The U.S. Forest Service has already punished the ranchers by taking away half their grazing privileges. Now, a law enforcement investigation is underway.

The fence runs three and a half miles through the national forest west of Bear Lake.

"I think it's egregious, and something went wrong," says Kirk Robinson, with the Western Wildlife Conservancy.

It's a so-called "laydown" fence, designed so cowboys can tip the barbed wire down and lay it flat each winter to protect it from snow damage.

"It's a lot of labor for us," says Round Valley rancher Stuart Wamsley, adding that he would have preferred not to build the fence.

Wamsley says he and two partners were pushed to do it by the Forest Service. The fence divides their grazing permit area, so cattle will use alternating pastures each grazing season, giving vegetation a chance to recover.

"It was at their insistence that we went ahead and put this fence in," Wamsley says.

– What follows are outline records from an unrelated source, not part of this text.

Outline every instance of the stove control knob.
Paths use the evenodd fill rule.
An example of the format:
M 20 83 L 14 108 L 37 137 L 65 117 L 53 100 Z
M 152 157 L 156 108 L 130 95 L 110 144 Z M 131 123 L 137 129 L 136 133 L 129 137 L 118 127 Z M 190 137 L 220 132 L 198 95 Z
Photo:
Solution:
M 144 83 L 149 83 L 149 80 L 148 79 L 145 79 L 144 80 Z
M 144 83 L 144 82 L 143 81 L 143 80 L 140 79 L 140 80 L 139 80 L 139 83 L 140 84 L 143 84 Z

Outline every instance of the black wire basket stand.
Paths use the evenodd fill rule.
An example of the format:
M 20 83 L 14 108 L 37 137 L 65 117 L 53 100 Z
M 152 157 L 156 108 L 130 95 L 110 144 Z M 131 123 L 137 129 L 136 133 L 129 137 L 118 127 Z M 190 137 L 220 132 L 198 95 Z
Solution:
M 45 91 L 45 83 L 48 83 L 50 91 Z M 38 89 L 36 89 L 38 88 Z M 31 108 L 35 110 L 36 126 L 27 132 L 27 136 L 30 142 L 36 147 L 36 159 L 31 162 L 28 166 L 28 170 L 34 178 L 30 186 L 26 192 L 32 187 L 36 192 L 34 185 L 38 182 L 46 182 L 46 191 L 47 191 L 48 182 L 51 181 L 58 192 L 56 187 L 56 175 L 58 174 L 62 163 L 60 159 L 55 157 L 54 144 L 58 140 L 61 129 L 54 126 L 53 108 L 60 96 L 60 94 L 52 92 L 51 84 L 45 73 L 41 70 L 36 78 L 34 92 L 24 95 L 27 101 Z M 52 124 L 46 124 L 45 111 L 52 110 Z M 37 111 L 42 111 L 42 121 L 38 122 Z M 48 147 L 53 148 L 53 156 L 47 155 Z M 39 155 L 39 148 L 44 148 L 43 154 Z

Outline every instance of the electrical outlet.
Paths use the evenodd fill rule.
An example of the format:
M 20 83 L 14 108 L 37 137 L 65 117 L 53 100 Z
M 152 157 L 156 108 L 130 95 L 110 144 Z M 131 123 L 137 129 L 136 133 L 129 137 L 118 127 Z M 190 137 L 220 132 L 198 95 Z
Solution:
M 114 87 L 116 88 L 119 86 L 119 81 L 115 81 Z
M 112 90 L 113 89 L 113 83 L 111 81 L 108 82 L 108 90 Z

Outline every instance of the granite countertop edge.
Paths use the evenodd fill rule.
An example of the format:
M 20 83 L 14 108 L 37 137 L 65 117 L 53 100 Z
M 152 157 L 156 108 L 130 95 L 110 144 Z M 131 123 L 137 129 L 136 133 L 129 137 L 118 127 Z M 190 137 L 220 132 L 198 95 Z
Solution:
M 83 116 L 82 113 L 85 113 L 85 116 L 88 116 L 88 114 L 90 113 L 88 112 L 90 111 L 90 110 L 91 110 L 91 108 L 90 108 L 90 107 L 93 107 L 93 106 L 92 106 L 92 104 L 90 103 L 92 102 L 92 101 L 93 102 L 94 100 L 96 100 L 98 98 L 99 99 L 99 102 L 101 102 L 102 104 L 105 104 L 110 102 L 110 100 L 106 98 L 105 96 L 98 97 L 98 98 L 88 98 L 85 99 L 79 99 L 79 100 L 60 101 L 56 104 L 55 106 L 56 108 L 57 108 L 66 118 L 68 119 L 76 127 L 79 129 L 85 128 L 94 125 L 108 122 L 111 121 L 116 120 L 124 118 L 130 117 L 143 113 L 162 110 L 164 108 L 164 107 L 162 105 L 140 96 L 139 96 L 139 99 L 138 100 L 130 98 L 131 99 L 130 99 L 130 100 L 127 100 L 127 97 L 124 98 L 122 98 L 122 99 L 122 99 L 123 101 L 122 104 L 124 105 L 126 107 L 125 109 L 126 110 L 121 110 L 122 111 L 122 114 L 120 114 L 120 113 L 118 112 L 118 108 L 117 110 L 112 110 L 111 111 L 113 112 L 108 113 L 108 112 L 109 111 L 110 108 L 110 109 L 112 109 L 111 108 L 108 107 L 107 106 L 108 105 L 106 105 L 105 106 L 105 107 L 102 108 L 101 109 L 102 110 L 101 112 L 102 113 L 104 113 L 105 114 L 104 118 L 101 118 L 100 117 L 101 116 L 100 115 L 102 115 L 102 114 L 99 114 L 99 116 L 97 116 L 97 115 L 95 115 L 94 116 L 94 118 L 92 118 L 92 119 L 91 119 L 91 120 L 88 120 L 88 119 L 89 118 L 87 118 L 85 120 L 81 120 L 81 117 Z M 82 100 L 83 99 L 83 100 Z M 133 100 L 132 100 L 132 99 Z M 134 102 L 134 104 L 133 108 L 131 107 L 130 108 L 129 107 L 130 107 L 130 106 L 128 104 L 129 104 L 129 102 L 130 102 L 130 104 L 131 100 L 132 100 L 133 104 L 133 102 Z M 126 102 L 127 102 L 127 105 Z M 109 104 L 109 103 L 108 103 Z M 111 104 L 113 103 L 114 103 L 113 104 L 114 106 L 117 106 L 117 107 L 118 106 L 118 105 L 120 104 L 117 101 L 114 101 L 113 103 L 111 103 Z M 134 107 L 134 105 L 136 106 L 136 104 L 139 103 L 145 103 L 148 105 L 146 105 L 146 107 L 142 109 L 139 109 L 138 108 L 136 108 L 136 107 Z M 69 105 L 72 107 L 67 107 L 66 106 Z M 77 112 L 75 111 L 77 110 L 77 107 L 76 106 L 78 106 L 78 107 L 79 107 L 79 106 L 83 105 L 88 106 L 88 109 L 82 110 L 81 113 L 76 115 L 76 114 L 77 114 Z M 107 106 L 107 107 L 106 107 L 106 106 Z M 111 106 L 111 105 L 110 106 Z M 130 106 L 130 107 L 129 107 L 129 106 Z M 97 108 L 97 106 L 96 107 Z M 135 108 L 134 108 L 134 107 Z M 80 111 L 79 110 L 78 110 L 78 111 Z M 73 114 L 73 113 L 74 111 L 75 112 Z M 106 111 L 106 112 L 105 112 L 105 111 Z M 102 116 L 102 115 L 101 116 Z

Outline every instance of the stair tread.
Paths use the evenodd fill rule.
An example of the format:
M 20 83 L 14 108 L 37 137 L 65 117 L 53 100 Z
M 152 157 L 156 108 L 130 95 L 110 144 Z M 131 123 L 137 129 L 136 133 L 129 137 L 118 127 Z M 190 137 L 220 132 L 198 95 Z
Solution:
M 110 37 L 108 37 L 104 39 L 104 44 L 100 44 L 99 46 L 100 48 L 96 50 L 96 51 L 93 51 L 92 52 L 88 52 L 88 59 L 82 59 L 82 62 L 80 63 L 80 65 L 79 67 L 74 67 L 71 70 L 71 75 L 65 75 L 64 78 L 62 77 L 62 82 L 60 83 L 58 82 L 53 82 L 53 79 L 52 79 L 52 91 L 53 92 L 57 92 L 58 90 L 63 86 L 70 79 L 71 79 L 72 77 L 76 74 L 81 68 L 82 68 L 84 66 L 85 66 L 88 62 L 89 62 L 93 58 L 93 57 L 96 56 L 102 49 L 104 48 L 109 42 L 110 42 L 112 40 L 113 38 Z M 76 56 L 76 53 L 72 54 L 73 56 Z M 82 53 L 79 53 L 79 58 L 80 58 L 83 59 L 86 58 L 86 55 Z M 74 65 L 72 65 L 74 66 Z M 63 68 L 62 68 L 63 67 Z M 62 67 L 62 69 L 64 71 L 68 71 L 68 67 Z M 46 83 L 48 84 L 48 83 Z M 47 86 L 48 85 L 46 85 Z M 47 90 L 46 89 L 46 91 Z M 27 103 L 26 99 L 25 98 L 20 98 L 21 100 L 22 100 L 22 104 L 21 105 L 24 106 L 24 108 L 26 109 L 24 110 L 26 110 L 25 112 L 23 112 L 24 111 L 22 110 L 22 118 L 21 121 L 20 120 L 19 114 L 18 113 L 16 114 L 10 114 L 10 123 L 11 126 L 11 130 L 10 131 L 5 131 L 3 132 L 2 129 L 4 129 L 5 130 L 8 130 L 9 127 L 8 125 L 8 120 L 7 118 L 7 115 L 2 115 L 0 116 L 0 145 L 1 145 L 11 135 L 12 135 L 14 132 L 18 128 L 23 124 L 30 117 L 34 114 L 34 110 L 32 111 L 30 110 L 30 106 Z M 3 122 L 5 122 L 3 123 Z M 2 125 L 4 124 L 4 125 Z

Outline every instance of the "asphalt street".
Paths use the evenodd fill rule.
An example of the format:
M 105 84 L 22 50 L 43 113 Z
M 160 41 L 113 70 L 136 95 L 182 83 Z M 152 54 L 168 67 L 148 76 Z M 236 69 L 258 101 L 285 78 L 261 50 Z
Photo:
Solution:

But the Forest Service says it bulldozed an excessive swath. Environmental and wildlife groups are outraged. They say the cut averages 40 to 65 feet wide.

"My concern is soil erosion and the time it will take to recover, which I believe will be a long time. There were a lot of mature trees in here," Robinson says.

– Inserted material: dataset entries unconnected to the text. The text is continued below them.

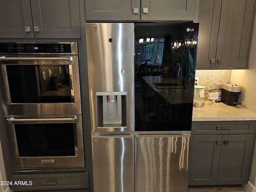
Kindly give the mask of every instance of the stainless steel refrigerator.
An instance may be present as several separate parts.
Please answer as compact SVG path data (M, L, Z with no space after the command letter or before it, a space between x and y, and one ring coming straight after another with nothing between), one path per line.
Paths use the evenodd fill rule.
M86 23L94 192L134 190L134 24Z

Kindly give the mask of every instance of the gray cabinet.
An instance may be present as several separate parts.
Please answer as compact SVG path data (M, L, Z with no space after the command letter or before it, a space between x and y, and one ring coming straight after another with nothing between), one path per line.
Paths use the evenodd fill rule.
M255 0L200 0L197 69L248 67Z
M10 0L0 7L0 38L80 38L78 0Z
M196 1L85 0L86 20L192 20Z
M246 184L256 128L254 121L193 122L188 185Z
M11 175L9 178L12 182L10 187L14 191L90 188L88 172Z

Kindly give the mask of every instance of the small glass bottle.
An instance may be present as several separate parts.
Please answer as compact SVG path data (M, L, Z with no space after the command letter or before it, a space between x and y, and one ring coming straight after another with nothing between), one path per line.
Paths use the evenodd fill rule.
M218 103L221 102L221 88L222 87L222 84L220 83L216 83L214 84L214 85L215 87L214 92L217 92L219 94L218 99L216 99L215 100L215 102Z

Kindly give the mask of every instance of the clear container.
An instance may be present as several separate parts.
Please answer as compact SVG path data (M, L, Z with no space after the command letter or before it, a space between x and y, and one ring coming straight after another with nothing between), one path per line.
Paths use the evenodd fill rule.
M202 107L204 106L204 88L203 86L195 86L195 94L194 94L193 105L195 107ZM202 92L202 93L200 93Z
M221 88L222 88L222 84L220 83L216 83L214 84L214 91L218 93L219 95L218 99L215 100L215 102L221 102Z

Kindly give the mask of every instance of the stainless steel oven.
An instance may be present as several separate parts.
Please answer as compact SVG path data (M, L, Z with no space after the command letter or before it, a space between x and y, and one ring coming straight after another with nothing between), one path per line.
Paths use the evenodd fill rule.
M0 44L5 115L81 114L77 43Z
M81 115L5 119L13 172L84 169Z
M77 43L0 43L0 64L12 172L84 170Z

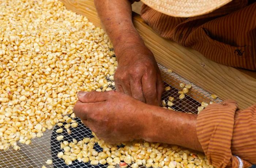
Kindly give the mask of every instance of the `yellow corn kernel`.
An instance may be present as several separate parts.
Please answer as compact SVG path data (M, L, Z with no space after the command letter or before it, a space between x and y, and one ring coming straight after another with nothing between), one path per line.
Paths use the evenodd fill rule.
M180 96L179 96L179 99L184 99L184 98L185 97L185 95L184 95L183 93L181 94L180 95Z
M170 89L171 89L171 87L169 86L167 86L167 87L166 87L165 88L165 91L169 91Z

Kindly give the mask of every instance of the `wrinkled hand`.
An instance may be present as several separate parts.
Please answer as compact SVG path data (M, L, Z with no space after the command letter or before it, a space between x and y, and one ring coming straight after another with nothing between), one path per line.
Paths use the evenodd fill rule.
M152 107L123 93L79 92L74 112L100 139L112 143L143 138Z
M160 104L163 87L151 51L138 45L116 54L118 62L114 76L117 90L147 104Z

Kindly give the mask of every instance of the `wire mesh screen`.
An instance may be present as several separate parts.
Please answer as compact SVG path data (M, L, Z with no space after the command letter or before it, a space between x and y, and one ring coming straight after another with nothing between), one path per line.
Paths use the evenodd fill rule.
M210 101L212 101L210 100L211 95L209 93L176 73L169 72L167 69L161 65L158 64L158 65L161 72L165 87L170 86L171 88L170 90L163 93L162 99L165 100L167 102L169 96L174 97L175 98L173 102L174 105L171 107L173 109L177 111L196 114L197 108L200 106L202 101L209 103ZM108 80L111 81L109 79ZM179 87L181 82L185 84L191 84L192 85L189 92L186 94L185 98L182 100L178 99L178 91L181 89ZM115 89L114 86L110 87L113 89ZM222 100L217 99L214 101L218 103ZM90 130L82 123L80 119L76 118L74 119L78 123L78 127L75 128L70 128L71 133L69 134L65 129L63 129L64 131L61 133L64 135L63 141L70 142L74 138L79 141L86 137L93 137ZM56 137L60 134L57 134L56 131L61 127L64 128L64 125L65 123L64 123L63 126L61 127L56 125L52 130L47 130L41 138L33 139L31 145L21 144L18 142L18 145L20 147L20 149L18 151L10 148L7 151L0 152L0 167L41 168L43 165L46 167L56 168L107 167L107 164L93 165L89 163L84 163L79 162L77 160L74 161L72 165L68 166L64 162L64 160L58 157L58 153L62 152L63 150L60 148L61 141L58 141L56 139ZM94 149L97 152L102 149L97 144L94 146ZM52 160L53 163L51 165L47 165L45 162L49 159ZM128 167L129 168L130 166L128 166Z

Wamsley says they took out mostly brush and small trees. They flattened a space to lay down the fence, with extra width for ranch vehicles to maintain it.

"We did everything in our power to avoid those big, pretty, mature trees," Wamsley says.

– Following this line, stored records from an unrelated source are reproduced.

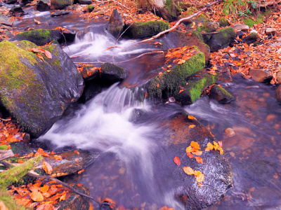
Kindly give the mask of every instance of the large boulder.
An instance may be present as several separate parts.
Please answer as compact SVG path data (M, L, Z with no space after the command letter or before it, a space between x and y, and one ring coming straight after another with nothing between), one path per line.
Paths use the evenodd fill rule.
M202 35L197 31L174 31L159 39L164 49L184 46L197 46L205 56L207 63L210 58L210 48L204 43Z
M177 64L161 71L147 83L149 98L166 99L174 97L183 105L190 104L200 96L203 88L216 82L217 77L211 74L200 74L202 78L197 76L197 73L205 66L204 54L196 47L188 50L193 52L190 58L185 62L180 60Z
M53 40L60 41L62 38L63 35L58 29L37 29L21 32L13 36L10 39L10 41L27 40L41 46L52 41Z
M61 10L67 6L73 5L74 0L51 0L51 8L52 10Z
M117 10L113 10L107 24L108 31L117 38L122 33L125 24Z
M231 27L221 29L218 32L218 34L206 36L205 43L210 47L211 52L227 48L236 36L235 31Z
M0 97L24 130L39 137L79 98L84 80L58 46L42 48L51 58L30 48L38 47L27 41L0 43Z
M126 35L132 38L143 38L157 34L170 26L164 21L136 22L126 26L128 28Z

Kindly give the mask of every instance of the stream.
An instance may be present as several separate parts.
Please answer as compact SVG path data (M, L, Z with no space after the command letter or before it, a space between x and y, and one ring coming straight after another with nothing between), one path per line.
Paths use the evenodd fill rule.
M146 71L143 69L152 67L149 59L136 59L129 65L122 62L155 48L129 40L115 43L105 30L106 22L90 24L73 16L51 19L55 27L84 31L64 48L70 57L82 55L74 62L109 62L126 67L130 85L139 83ZM27 16L18 27L25 28L32 18ZM49 13L37 15L42 22L49 18ZM118 47L105 50L115 45ZM72 146L101 153L81 176L64 178L67 183L85 185L95 197L110 198L117 206L130 209L158 209L164 206L183 209L174 197L172 183L162 177L164 167L159 165L166 152L165 142L162 141L164 132L161 122L185 111L222 141L233 168L233 188L207 209L281 209L281 106L276 101L275 89L240 76L221 85L235 101L221 104L202 97L183 107L177 104L155 105L146 100L140 103L136 99L138 90L133 92L116 83L85 104L70 108L40 139L55 148ZM142 112L149 113L149 117L139 118ZM224 134L228 127L235 131L234 136ZM99 209L96 203L93 205Z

One issue is why they didn't follow an existing fence line cut in the 1960s. They say the Caterpillar got into that area and almost got stuck in the soft ground, so they decided to angle the new fence a little bit more to the north.

The ranchers departed from the route approved by the Forest Service. Getting a new route approved, they say, would have taken months of biological and archaeological reviews. Wamsley says they pushed on without specific approval because they didn't want to go through the process.

"It's just completely ridiculous, the process they have," Wamsley says.

Regardless of the route, the Forest Service and critics say the swath cutting went way too far.

"ATV use will be invited by this. Essentially, that amounts to a new road, even though it wasn't intended as one, and it will exacerbate the problem," Robinson says.

KSL News isn't sure if the law enforcement investigation is leading to possible criminal charges, but Wamsley told us the Forest Service told him he's in deep trouble.